How the Tax Cuts and Jobs Act Affects Employees

Employees lost many valuable job-related tax deductions under the Tax Cuts and Jobs Act.

By , J.D.

The Tax Cuts and Jobs Act (TCJA), the most significant tax reform in a generation, took effect in 2018. The TCJA had and continues to have an enormous impact on all American taxpayers. Many people pay less tax than they used to. But millions of employees who itemized their deductions on their tax returns lost valuable tax job-related deductions. So, some people ended up paying more. But you might be able to avoid this sad fate.

No Deduction for Unreimbursed Employee Expenses

Before 2018, employees who incurred out-of-pocket expenses to perform their jobs were entitled to claim a deduction to the extent such expenses weren't reimbursed by the employer. These expenses were an itemized personal deduction claimed on IRS Schedule A and were deductible only if, and to the extent, they exceeded 2% of the employee's adjusted gross income (AGI). Deductible employee expenses included:

  • job-related mileage (not including personal commuting to and from home and the workplace)
  • long-distance travel expenses
  • uniforms and work clothes
  • continuing education expenses required for a current job
  • job search expenses for the same occupation
  • work-related dues, including union dues and subscriptions
  • a home computer used for work, and
  • home offices used for the convenience of the employer.

In 2015, 14.6 million taxpayers claimed unreimbursed employee expenses for a total of more than $96 billion.

The TCJA completely eliminated the deduction for unreimbursed employee expenses for 2018 through 2025. This means, for example, that an employee salesperson who spends $5,000 per year out of pocket driving for work can't deduct the expense. The deduction is scheduled to return in 2026.

No Deduction for Unreimbursed Employee Moving Expenses

Employees were also allowed to deduct moving expenses incurred to move to a new job if the new workplace was at least 50 miles farther from the taxpayer's former residence than the previous place of work. This deduction was a highly valuable "above the line" deduction not subject to the 2% of AGI limit, and that could be taken without itemizing. The TCJA eliminated this deduction during 2018 through 2025, except for members of the Armed Forces on active duty who move pursuant to a military order and incident to a permanent change of station.

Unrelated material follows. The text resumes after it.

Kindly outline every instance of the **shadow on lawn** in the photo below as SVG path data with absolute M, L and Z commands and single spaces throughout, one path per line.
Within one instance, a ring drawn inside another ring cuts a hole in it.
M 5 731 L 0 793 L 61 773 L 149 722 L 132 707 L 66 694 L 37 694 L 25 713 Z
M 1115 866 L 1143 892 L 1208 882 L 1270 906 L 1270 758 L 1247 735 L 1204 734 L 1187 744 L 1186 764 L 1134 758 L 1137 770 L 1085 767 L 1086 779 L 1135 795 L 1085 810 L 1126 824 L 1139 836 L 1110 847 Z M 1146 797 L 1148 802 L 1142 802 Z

Elimination of Some Tax-Free Employee Fringe Benefits

The tax law permits employers to provide their employees with certain types of fringe benefits tax-free—that is, employees don't have to pay any tax on the value of these benefits. The most significant tax-free fringe benefit is health insurance, but many others exist as well. Under prior law, employers were allowed to provide employees:

  • reimbursement to move to a new job location at least 50 miles farther from the employee's former residence than the previous place of work and
  • up to $20 per month to employees who commuted to work by bicycle.

These benefits are no longer tax-free during 2018 through 2025. Your employer can continue to provide them, but you'll have to pay income tax on their value.

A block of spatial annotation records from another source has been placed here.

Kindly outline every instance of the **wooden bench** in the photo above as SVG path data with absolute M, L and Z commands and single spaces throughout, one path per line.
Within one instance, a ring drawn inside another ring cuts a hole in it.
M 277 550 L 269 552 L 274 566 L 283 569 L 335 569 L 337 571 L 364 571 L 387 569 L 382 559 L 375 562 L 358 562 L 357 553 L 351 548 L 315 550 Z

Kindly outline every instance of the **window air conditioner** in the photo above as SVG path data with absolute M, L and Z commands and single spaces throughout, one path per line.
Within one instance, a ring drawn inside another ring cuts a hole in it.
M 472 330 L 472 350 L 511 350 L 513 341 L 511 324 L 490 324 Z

Employers may provide transportation fringe benefits of up to $280 per month tax-free to employees in 2022 ($270 in 2021), including payment for parking expenses, transit passes, and transportation in a commuter highway vehicle ("vanpooling"). However, employers aren't able to deduct the cost of these benefits, making them much more expensive to provide.

What to Do

You should seek to have your employer reimburse or directly pay you for all your work-related expenses instead of paying them out of your own pocket. This type of payment or reimbursment is actually required in some states. For example, California requires employers to reimburse their employees "for all necessary expenditures or losses incurred by the employee in direct consequence of the discharge of his or her duties." (Calif. Labor Code § 2802.)

By far, the most common unreimbursed employee expense is job-related mileage (not including personal commuting to and from home and your workplace, which isn't deductible). If you drive a lot for work, ask your employer reimburse you because this cost isn't deductible. These reimbursements would be tax-free to you, the employee, so long as you adequately account for your mileage. They're also tax-deductible by your employer. Alternatively, your employer could provide you with a company car, which would also be tax-free if you only use it for work-related driving (not including personal commuting).

Reimbursement for your work-related mileage is tax-free to you (as long as you properly account for your mileage). So, if your employer isn't legally required to reimburse you for your mileage, it would be worth your while to accept a reduction in salary in return for receiving such reimbursement. For example, if you spend $5,000 per year to drive for work, you could offer to take a $5,000 salary reduction in return for your employer reimbursing you for your mileage. The $5,000 reimbursement is tax-free to you and fully deductible by your employer. You end up saving the tax on $5,000 that you otherwise would have had to pay if you had taken it in salary instead of mileage reimbursement.